2020-02-12 14:00:40
Gli uomini di Trump per Israele
Ma è anche un sogno condiviso da molti esponenti dell’amministrazione Trump e da gran parte della sua base evangelica. Ciò rappresenta un’ulteriore elemento di israelizzazione, che trova spunto soprattutto nel personaggio di David Friedman, ex avvocato di Trump e noto sostenitore finanziario delle colonie israeliane, dal 2016 è ambasciatore Usa in Israele. Friedman, che ancora rifiuta di usare la parola occupazione, ha avuto un ruolo chiave nel definire la visione di Trump.
Lo hanno avuto anche Jared Kushner, il trentanovenne primo genero di Trump, e Jason Greenblatt, ex-impiegato della Trump Organization che sino al ottobre 2019 ricopriva il ruolo di inviato speciale Usa per la pace in Medio Oriente. Oltre alla mancanza di esperienza diplomatica, ciò che accomuna tutti i membri del team negoziale statunitense è la vicinanza a Israele e al movimento delle colonie.
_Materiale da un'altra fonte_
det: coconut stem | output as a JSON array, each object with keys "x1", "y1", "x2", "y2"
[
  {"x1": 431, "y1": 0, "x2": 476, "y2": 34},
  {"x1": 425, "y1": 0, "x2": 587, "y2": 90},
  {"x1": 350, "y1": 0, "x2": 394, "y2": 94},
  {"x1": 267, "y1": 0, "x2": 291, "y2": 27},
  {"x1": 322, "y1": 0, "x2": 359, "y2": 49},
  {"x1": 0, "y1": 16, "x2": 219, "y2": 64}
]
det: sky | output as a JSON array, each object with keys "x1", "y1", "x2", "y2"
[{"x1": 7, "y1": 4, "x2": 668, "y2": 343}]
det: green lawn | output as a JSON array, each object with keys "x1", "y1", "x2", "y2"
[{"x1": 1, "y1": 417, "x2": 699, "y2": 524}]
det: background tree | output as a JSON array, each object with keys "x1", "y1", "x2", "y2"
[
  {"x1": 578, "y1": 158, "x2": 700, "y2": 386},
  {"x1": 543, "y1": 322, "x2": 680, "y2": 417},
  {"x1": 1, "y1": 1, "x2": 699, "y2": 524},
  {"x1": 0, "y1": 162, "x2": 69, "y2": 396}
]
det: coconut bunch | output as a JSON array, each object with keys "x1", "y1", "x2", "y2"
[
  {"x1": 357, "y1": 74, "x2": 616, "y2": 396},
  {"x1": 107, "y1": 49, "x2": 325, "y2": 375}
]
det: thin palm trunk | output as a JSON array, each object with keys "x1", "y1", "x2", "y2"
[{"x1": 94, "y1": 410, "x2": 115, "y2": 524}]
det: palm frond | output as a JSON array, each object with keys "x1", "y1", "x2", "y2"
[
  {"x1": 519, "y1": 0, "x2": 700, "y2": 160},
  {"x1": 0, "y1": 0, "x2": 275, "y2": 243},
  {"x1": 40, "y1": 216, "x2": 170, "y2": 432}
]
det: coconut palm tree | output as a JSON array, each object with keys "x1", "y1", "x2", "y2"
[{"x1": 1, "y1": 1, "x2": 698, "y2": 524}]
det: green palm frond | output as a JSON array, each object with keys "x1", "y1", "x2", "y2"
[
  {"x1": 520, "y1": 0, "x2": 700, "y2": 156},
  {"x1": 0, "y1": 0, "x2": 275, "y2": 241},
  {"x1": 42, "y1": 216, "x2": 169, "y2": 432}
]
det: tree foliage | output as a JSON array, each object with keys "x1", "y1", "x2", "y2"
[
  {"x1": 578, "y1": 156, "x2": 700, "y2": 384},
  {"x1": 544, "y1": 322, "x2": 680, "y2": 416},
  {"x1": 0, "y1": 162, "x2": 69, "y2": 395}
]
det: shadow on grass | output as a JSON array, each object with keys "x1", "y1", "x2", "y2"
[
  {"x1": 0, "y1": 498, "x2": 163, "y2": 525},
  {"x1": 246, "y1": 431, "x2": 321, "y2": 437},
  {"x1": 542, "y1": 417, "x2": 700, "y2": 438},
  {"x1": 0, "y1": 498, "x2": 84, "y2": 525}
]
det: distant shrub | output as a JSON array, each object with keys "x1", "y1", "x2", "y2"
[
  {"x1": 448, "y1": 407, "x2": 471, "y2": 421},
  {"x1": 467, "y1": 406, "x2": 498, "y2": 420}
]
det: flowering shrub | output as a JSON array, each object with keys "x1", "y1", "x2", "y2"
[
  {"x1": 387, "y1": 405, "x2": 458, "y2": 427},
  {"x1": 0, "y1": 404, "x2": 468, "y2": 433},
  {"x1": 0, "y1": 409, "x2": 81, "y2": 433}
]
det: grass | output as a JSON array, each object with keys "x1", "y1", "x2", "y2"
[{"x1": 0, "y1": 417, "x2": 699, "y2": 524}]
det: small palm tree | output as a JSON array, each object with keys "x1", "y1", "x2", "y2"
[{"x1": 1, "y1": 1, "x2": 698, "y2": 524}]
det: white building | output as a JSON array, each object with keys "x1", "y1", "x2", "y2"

Se aggiungiamo Sheldon Aldeson, magnete dei casinò americani e principale sostenitore finanziario di Trump e Netanyahu, il quadro diventa più chiaro. È lui che ha salvato il candidato Trump, donando milioni alla sua campagna elettorale, ed è lui che lo ha convinto ad annunciare il riconoscimento di Gerusalemme come capitale di Israele. Non a caso era seduto in prima fila durante l’annuncio della visione di Trump a Washington il 28 gennaio.
In realtà quindi questo progetto è un prodotto della destra israelo-americana. Scavando più a fondo, si avvicina molto alle proposte del gruppo Israeli Victory Project (Ivp), creato nel 2017 e diventato presto un feroce alleato di Trump e Netanyahu, rappresentato anche nei rispettivi partiti politici e parlamenti. L’obiettivo principale dell’Ivp, per loro stessa ammissione è quello di “influenzare la politica Usa e israeliana verso il sostegno ad una vittoria israeliana contro i palestinesi per risolvere il conflitto”.
Ma forse è lo stesso Daniel Pipes, presidente del Middle East Forum che gestisce l’Ivp, a rendere meglio l’idea, catturando anche l’essenza della visione di Trump su Israele. Lo ha fatto durante un discorso dell’aprile 2017, nel quale annunciava il lancio del filone congressuale dell’Ivp: “Tutte le parti sono d’accordo sul fatto che 25 anni di processo di pace sono stati un fallimento spettacolare […] Forse è giunto il momento di provare qualcosa di nuovo, focalizzandosi sull’essenza del problema, il rifiuto dei palestinesi. Forse è giunto il momento di abbandonare la nozione post-moderna di arricchimento e di ritornare concetto consolidato di vittoria. Forse è giunto il momento della vittoria per il nostro alleato Israele, e il momento per i palestinesi di avere la possibilità di migliorare le proprie vite”
La visione di Trump, quindi, non è altro che una dichiarazione di vittoria dell’occupazione israeliana, mentre ai palestinesi viene concessa la “qualità della vita” sotto occupazione. Per questo è una visione che va fermata e rigettata, perché sarà impossibile risolvere le molteplici fratture regionali in Medio Oriente senza dare risposta al legittimo diritto di autodeterminazione palestinese. Per fare ciò sarà necessario districarsi dal dominio statunitense sul processo di pace e respingere al mittente la concezione di una politica occidentale esclusivista o preferenziale nei confronti di Israele.